This course was an intellectual rollercoaster for me, I learned so many things and got a dopamine kick whenever I learned something, especially the assembly languages like 6502, x86 and 64ARM. I personally love 6502 as it is one of the easiest assembly languages to learn. Chris(My Professor) even had a coffee mug which defined all the instructions for 6502.
This mug proves that the instruction set for 6502 is small and easy to learn. I even developed a Number guessing game in 6502 Assembly. When I was just getting comfortable with 6502 Assembly, Chris informed us that learning 6502 was just a stepping stone towards learning the x86 and 64ARM.

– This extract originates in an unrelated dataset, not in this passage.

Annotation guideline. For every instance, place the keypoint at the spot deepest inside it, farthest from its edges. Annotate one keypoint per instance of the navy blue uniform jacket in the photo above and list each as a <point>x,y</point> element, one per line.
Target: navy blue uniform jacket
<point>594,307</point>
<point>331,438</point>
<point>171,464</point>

Then we came across the 64-bit assemblers, I was surprised that, I actually understood the workings of the 64-bit assemblers considerably quickly all thanks to the 6502 Assembly. I was very proud of myself. What I learned in this course is very basic, there is actually a lot to learn about the 64-bit assembler, but this basic information was enough to understand simple Assembly operations.
Then I learned about compiler optimizations, and I was very surprised to know that, the code that we compile be it any language, it is not necessary that it has to run the way that we coded it to run. The compiler applies a lot of optimizations to the code for instance let's take a simple for loop that prints from 100 to 110.
#include <stdio.h>
int main() {
for (int i = 0; i < 11; i++) {
const int number = 100;
printf("%d\n", number + i);
}
return 0;
}
Now as you can see the constant value is declared inside the loop, and if we were to run this code as is, the constant would be declared 11 times as the loop runs 11 times. Now in order to increase the efficiency of the program the compiler will move the const outside the loop. So it becomes like this:
#include <stdio.h>
int main() {
const int number = 100;
for (int i = 0; i < 11; i++) {
printf("%d\n", number + i);
}
return 0;
}
This process is called Hoisting and is just an example of one of the optimizations the compiler performs. These different kinds of optimizations explained with illustrations can be found here. There are separate levels of optimizations with which we can compile our program, here is a link to the official documentation if you want to learn more. Even if you choose the lowest optimization level for our program, the compiler will still perform some optimizations.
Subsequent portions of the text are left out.